From a colleague of mine
This is a piece of an article I think is important.
....in our addiction, the things we do are not because we choose to do them, but because we have to do them. Addiction is survival. And survival is not a choice. I told myself that I would stop. because of my education and research, I also understand the neurocircuitry, neuropharmacology, and behavioral aspects of opioid addiction.
I believe in science. I believe in its truth. And science has shown that opioid addiction is a disorder of brain structure and, thus, function. The continual intake of these opioids, day after day, year after year, alters the brain on a cellular, molecular, basis. These alterations are opioid addiction. And they are manifested as behavior directed towards the survival of the individual.
The neurobiological explanation of this disorder is beyond the scope of this post. But maybe this will help.
Let’s say that you haven’t had anything to eat for four or five days. You are starving. Can you feel it? What it’s like to be really starving? What would you be thinking about? Food. You would be needing, craving, food. This craving that you feel, that’s the brain’s mechanism that drives you to survive. Its purpose is to make everything else fall away and to force you to focus solely on obtaining what you have to have to live.
Now, let’s go further. Let’s say that food is restricted. There’s a famine or some kind of government control that limits the amount of food. There are no soup kitchens; there are no food banks. And no one will give you any food because they don’t have enough for themselves. There is, however, a black market in food. But the food in this black market, it is scarce and it is expensive. And it is illegal. It is against the law to buy food in this black market. What would you do? If you were starving? Would you break the law? Would you steal? To eat. And to live? How much of yourself would you sacrifice, how much of who you are, what you are, would you let go of, to survive?
This craving for food is measured in days. Our craving for opioids is measured in hours. Four to five hours after our last use, we begin to starve. And we crave. Three or four times a day we experience this craving.
Everything but our need for these opioids, falls away. And we focus solely on what we have to do, to survive. We don’t have a choice. We really don’t.
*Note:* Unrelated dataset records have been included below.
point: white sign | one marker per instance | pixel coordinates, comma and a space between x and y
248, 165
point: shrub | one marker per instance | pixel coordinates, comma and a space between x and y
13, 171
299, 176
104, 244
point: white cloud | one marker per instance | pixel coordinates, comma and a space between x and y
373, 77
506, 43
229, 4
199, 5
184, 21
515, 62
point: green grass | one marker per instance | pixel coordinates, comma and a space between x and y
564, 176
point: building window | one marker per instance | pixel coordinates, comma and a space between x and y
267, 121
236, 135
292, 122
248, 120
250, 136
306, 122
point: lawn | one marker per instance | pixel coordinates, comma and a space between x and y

Please understand, I’m not trying to excuse our behavior. I am, though, trying to help you understand why we do these things. I know it may be difficult to believe if we have stolen from you, if we have been verbally abusive, and maybe even physical with you, that even while we were doing these things, we loved you. When we hurt you, we hurt too. We are doing these things because we have to survive, not because we want to do them. We become desperate, and in our desperation we do things that we know are wrong; we do things that we know are not us. But this doesn’t mean we don’t care, it doesn’t mean we don’t love; what it does mean is that we are starving. And that we are so desperate that we will hurt the ones we love to end that starvation.
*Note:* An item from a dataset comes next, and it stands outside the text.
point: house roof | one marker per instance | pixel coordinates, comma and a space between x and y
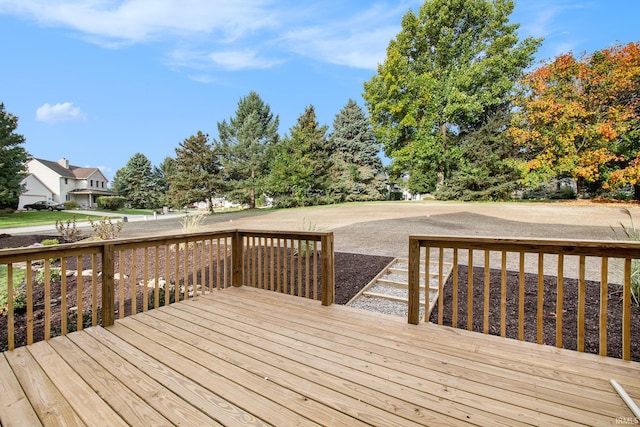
73, 171
93, 191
What is sad is that we don’t understand this. We don’t understand why we are hurting the ones we love. And because we don’t understand, we can’t explain it to you. We can’t explain why we are hurting you. Not to ourselves and not to you. No one told us that these opioids cause changes in brain structure such that they become more important for our survival than food. We don’t understand this, and neither do you. And this lack of understanding can rip apart a family. It can replace love with resentments and anger. On both sides. And in this pain, in this lack of understanding, we can lose each other.
The knowledge that I hope you take away from this post is that your child or your loved one did not hurt you so that they could go out and buy hydro’s, oxy’s, or heroin. What they bought was their survival.
For those of you that have come to BNM from GRASP, and for others in this group that have lost a child or loved one to overdose and addiction, I hope this post will help you to understand that there is no blame here. Whatever you did, however you tried to help the one you loved, you did your best. Because that’s what love does. And I hope you also understand that your child, your loved one, they did their best. They fought, they struggled, they did all they could to stop. But ultimately, their disorder took their life.
Understanding, knowledge, is power. The lack of it is confusion and helplessness.